A muchos, el primer grupo de personas, nos parecen
empalagosas, incluso incómodas, porque nos hemos acostumbrado tanto a la
indiferencia y al desagradecimiento, que lo que debería ser normal —la cortesía
y la gratitud— nos resulta extraño o exagerado.
Si nos detuviéramos a
pensar un poco, descubriríamos que esas personas no están equivocadas ni son
“anormales” por saludar o agradecer constantemente.
¡Cuántas relaciones de amistad o de familia se hieren, se enfrían o incluso se
rompen definitivamente por falta de una actitud de acogida, de amor espontáneo
o de gratitud sincera!
Piénselo: tal vez ese compañero de trabajo, aquel vecino o aquel antiguo amigo
con el que ya no se habla, solo necesitaba una palabra amable o un “gracias” en
el momento oportuno.
Leí hace poco en un
comentario del Evangelio que hay dos cosas que más impiden el crecimiento de
nuestras relaciones y comunidades:
1.
Creerse “quién sabe
quién”,
o la “vaca que más leche da”.
2.
Dar por hecho que los
demás son como los imaginamos, sin darles la oportunidad de mostrarse tal
como son, dejándonos influir por los juicios ajenos.
A esas dos actitudes
nefastas podemos añadir otras dos: la indiferencia y la ingratitud.
Y ahora me pregunto:
¿usted dice “gracias” con frecuencia?
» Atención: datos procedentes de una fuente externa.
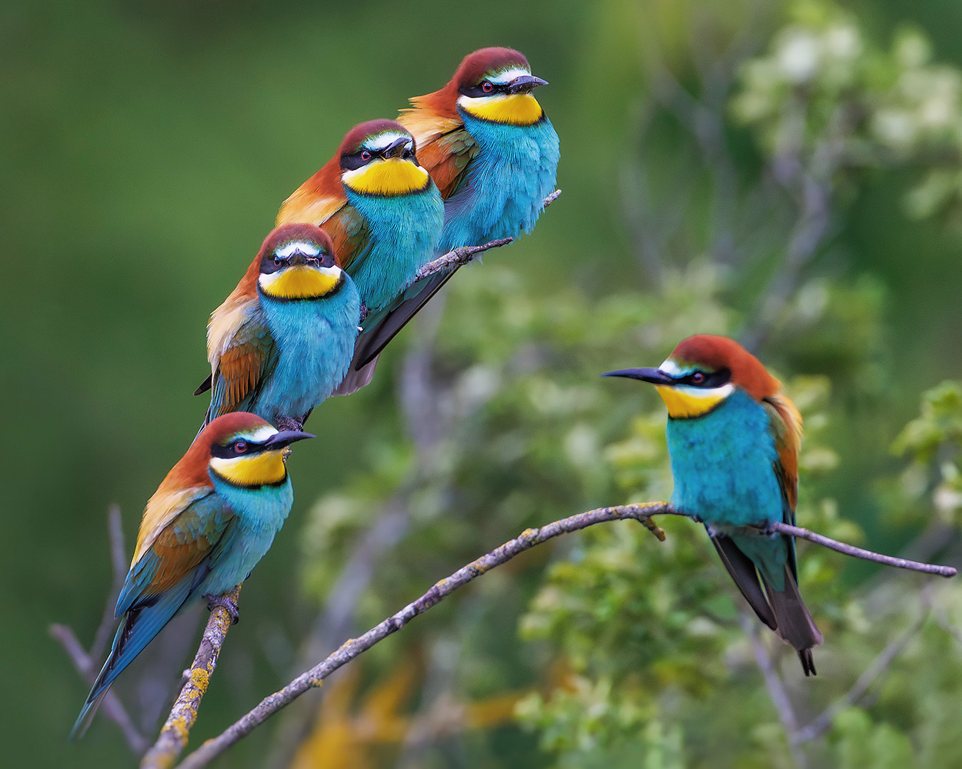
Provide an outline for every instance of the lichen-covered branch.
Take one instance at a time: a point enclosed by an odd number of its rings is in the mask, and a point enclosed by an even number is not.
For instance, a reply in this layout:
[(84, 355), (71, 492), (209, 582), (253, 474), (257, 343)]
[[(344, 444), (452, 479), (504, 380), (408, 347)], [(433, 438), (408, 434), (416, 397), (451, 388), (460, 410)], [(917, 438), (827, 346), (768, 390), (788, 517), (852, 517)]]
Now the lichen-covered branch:
[[(556, 189), (546, 198), (544, 198), (544, 208), (546, 209), (552, 203), (554, 203), (558, 196), (561, 195), (561, 190)], [(423, 280), (429, 275), (434, 275), (436, 272), (441, 272), (442, 270), (446, 270), (450, 267), (461, 267), (471, 261), (478, 254), (483, 254), (485, 251), (489, 251), (493, 248), (497, 248), (499, 246), (506, 246), (508, 243), (514, 242), (514, 237), (499, 237), (497, 240), (492, 240), (489, 243), (482, 243), (476, 246), (458, 246), (443, 254), (433, 261), (429, 261), (419, 270), (418, 270), (418, 276), (415, 278), (416, 281)]]
[[(226, 598), (236, 607), (240, 594), (239, 584), (226, 594)], [(217, 657), (224, 637), (233, 622), (230, 611), (223, 606), (216, 606), (211, 611), (193, 663), (186, 671), (187, 682), (170, 708), (170, 715), (167, 716), (157, 742), (140, 761), (141, 769), (168, 769), (174, 765), (187, 746), (190, 729), (197, 720), (200, 701), (207, 692), (211, 676), (217, 666)]]
[[(408, 604), (397, 613), (375, 625), (364, 635), (352, 638), (342, 644), (334, 654), (317, 665), (301, 674), (280, 691), (266, 697), (253, 710), (237, 721), (214, 739), (210, 739), (197, 750), (188, 756), (180, 764), (182, 769), (197, 769), (206, 766), (211, 760), (223, 753), (227, 748), (249, 734), (267, 718), (282, 707), (290, 705), (311, 688), (320, 686), (321, 682), (331, 673), (349, 662), (358, 655), (366, 652), (379, 641), (396, 633), (418, 614), (427, 611), (435, 604), (450, 595), (459, 587), (471, 582), (490, 569), (511, 560), (515, 556), (530, 550), (535, 545), (546, 542), (560, 534), (577, 532), (605, 521), (634, 519), (646, 521), (652, 515), (681, 515), (671, 505), (664, 502), (654, 502), (642, 505), (625, 505), (617, 508), (599, 508), (589, 510), (560, 521), (554, 521), (539, 529), (528, 529), (515, 539), (505, 542), (496, 550), (471, 561), (436, 583), (424, 595)], [(657, 528), (657, 527), (655, 527)], [(661, 530), (658, 530), (660, 532)]]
Tal vez lo hace una vez de cada diez…
Decir “gracias” al portero, al mensajero, al telefonista, a su esposo o esposa,
a su hijo, a su madre, a su amigo.
¡Qué diferente sería nuestra vida cotidiana si la palabra “gracias” se
convirtiera en una costumbre del alma!
La plenitud de la fe es
precisamente la acción de gracias.
La palabra griega para acción de gracias es Eucaristía.
Celebrar la Eucaristía —la Santa Misa— es dar gracias a Dios Padre por el don
de la vida, de la esperanza y de la resurrección en Jesucristo, su Hijo.
Como dice san Pablo a Timoteo: “Acuérdate de Jesucristo, resucitado de entre
los muertos” (2 Tim 2,8).
En la primera lectura
de hoy, Naamán, general sirio curado de la lepra, quiere ofrecer un regalo a
Eliseo.
Pero el profeta lo rechaza, porque quiere destacar la gratuidad de Dios:
los milagros no se compran, ni son mérito humano.
Naamán, agradecido, se lleva entonces unas fanegadas de tierra de Israel para
poder orar al Dios verdadero en su país.
Es una imagen preciosa del corazón agradecido: quien reconoce el don, quiere
seguir unido al Dador.
No hay una “receta”
para dar gracias, pero el Evangelio nos muestra que el leproso samaritano
supo anteponer el corazón a la ley.
Antes que cumplir el rito, se volvió para agradecer.
¡Cuánto bien nos haría en la Iglesia hacer lo mismo!
Mostrar más acogida, más apertura, más ternura… antes que aplicar fríamente la
norma.
Abrir el corazón antes que levantar el dedo.
Jesús le dice al
agradecido: “Levántate y vete; tu fe te ha salvado”.
De los diez curados, solo uno fue verdaderamente transformado.
Los diez recuperaron la salud del cuerpo, pero solo uno recibió la sanación
del alma.
Diez pieles quedaron limpias… pero solo un corazón vio entreabrirse el cielo.